Ligustrazine nano-drug delivery system ameliorates doxorubicin-mediated myocardial injury via piezo-type mechanosensitive ion channel component 1-prohibitin 2-mediated mitochondrial quality surveillance.

Background: Doxorubicin (DOX) demonstrates significant therapeutic and anticancer efficacy. Nevertheless, it demonstrates significant cardiotoxicity, resulting in permanent cardiac damage. Ligustrazine (LIG) is a bioactive alkaloid derived from the rhizome of the medicinal plant Ligusticum chuanxiong Hort. The alkaloid has exhibited cardioprotective properties. The therapeutic application of LIG is constrained by inadequate water solubility, fast breakdown, and low bioavailability. Nanoparticle drug delivery technologies effectively address these constraints by encapsulating LIG into nanocarriers, significantly enhancing its solubility and bioavailability, hence maximizing its therapeutic efficacy. Consequently, this study employed tetrahedral backbone nucleic acid molecules as LIG carriers. Furthermore, animal models and single-cell sequencing analyses were employed to forecast the mechanisms and targets of pertinent studies. A mouse model genetically modified for the piezo type mechanosensitive ion channel component 1 (PIEZO1), transmembrane BAX inhibitor motif containing 6 (TMBIM6), and prohibitin 2 (PHB2), along with an in vivo and in vitro model of DOX-induced cardiomyopathy (DIC), was established, and a gene-modified cellular system comprising upstream genes and downstream effector targets was constructed. The mechanism of LIG was validated by molecular biology and integrated pharmacology with the implementation of the LIG nano-drug loading method.

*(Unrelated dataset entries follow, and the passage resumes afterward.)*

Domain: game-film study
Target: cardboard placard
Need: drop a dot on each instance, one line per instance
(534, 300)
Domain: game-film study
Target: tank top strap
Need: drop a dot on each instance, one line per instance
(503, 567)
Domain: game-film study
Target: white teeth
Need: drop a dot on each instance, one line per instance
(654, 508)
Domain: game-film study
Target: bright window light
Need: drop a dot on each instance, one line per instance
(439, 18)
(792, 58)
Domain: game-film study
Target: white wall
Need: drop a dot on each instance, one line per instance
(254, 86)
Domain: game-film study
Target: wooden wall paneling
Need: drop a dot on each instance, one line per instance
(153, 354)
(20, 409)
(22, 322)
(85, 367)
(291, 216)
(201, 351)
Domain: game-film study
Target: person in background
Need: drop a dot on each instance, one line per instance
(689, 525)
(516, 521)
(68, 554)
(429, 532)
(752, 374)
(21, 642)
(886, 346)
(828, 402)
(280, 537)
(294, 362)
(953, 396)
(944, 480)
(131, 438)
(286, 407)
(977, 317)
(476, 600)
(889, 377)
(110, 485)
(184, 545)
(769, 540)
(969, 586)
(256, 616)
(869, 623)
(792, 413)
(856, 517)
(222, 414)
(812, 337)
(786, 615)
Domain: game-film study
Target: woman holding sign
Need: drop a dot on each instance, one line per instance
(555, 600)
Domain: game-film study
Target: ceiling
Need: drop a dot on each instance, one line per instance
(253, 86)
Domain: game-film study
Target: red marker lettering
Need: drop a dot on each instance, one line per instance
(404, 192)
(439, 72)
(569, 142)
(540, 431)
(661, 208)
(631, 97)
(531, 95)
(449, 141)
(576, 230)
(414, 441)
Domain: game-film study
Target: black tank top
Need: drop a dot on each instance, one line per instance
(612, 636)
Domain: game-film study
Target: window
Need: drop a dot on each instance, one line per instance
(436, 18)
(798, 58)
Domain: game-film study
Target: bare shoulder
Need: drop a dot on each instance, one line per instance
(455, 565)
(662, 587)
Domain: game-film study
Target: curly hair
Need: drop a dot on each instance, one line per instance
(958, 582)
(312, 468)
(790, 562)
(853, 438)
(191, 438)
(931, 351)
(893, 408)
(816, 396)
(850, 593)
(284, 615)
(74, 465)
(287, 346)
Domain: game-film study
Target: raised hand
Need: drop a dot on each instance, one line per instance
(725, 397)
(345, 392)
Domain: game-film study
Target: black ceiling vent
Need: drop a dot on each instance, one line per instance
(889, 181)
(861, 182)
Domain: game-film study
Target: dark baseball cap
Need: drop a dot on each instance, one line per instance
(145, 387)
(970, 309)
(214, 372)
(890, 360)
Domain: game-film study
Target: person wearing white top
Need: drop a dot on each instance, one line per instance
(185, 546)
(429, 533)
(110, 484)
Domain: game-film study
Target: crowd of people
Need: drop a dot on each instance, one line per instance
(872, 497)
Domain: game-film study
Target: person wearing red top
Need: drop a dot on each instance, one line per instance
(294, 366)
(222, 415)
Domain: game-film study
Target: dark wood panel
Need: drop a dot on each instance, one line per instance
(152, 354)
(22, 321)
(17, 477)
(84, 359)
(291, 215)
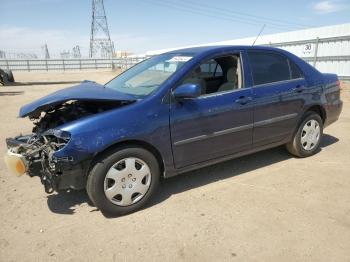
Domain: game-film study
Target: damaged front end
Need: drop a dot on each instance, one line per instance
(34, 155)
(46, 153)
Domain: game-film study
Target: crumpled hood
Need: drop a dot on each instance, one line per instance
(86, 91)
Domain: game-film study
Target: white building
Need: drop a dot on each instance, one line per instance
(327, 48)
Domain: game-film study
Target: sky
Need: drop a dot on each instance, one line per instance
(142, 25)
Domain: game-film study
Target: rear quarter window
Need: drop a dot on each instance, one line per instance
(295, 71)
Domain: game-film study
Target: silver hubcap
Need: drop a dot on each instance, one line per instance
(127, 181)
(310, 135)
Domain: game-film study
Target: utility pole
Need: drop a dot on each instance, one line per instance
(76, 52)
(100, 40)
(46, 52)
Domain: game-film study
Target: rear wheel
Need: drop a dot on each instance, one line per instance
(122, 181)
(307, 139)
(10, 77)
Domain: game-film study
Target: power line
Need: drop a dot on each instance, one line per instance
(214, 14)
(244, 15)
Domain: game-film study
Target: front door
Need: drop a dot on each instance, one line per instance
(278, 96)
(211, 126)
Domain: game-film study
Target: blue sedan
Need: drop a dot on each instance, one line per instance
(170, 114)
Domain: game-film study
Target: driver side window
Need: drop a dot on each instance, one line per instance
(221, 74)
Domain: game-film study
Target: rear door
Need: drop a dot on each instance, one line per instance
(211, 126)
(278, 87)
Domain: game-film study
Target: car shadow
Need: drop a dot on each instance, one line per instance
(68, 202)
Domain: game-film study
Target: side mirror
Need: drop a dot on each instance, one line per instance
(187, 91)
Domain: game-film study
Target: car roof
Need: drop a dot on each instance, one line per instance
(213, 49)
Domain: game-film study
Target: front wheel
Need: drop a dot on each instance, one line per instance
(306, 141)
(122, 181)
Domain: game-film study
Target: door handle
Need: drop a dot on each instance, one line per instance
(299, 88)
(243, 100)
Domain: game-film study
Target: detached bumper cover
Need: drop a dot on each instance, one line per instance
(63, 174)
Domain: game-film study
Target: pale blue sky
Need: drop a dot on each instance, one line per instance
(141, 25)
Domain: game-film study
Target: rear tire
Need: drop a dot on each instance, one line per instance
(306, 141)
(123, 180)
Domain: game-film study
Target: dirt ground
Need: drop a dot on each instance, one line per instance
(268, 206)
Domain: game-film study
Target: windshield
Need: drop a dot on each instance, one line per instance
(147, 76)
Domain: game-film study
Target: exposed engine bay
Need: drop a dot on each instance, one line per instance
(33, 154)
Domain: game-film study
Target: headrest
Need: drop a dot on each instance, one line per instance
(231, 74)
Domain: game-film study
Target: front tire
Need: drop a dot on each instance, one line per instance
(306, 141)
(123, 180)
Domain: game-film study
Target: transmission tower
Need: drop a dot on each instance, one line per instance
(100, 40)
(46, 51)
(76, 52)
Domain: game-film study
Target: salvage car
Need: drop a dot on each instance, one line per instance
(170, 114)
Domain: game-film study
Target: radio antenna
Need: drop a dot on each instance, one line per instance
(261, 30)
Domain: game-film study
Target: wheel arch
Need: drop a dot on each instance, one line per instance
(319, 110)
(139, 143)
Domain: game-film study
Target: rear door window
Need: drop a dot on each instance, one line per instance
(268, 67)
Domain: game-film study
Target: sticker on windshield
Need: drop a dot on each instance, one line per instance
(180, 59)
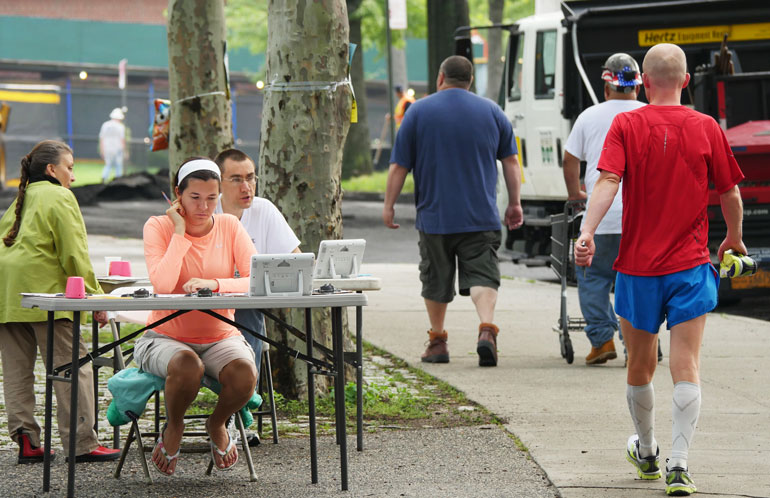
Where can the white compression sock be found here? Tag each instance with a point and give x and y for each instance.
(685, 408)
(641, 404)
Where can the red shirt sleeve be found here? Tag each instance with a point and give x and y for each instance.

Results: LIG nano-delivery enhanced DOX-induced cardiac dysfunction and mitochondrial impairment by modulating the PHB2Ser91/Ser176 phosphorylation axis through PIEZO1-TMBIM6, and significantly suppressed cardiomyocyte pyroptosis resulting from mitochondrial homeostasis dysregulation. The findings indicate that LIG nano-delivery is a promising therapeutic approach for addressing DIC.

Conclusion: The PHB2Ser91/Ser176 phosphorylation axis regulated by PIEZO1-TMBIM6 is an important target for LIG nano-drug delivery systems to improve mitochondrial damage in DIC.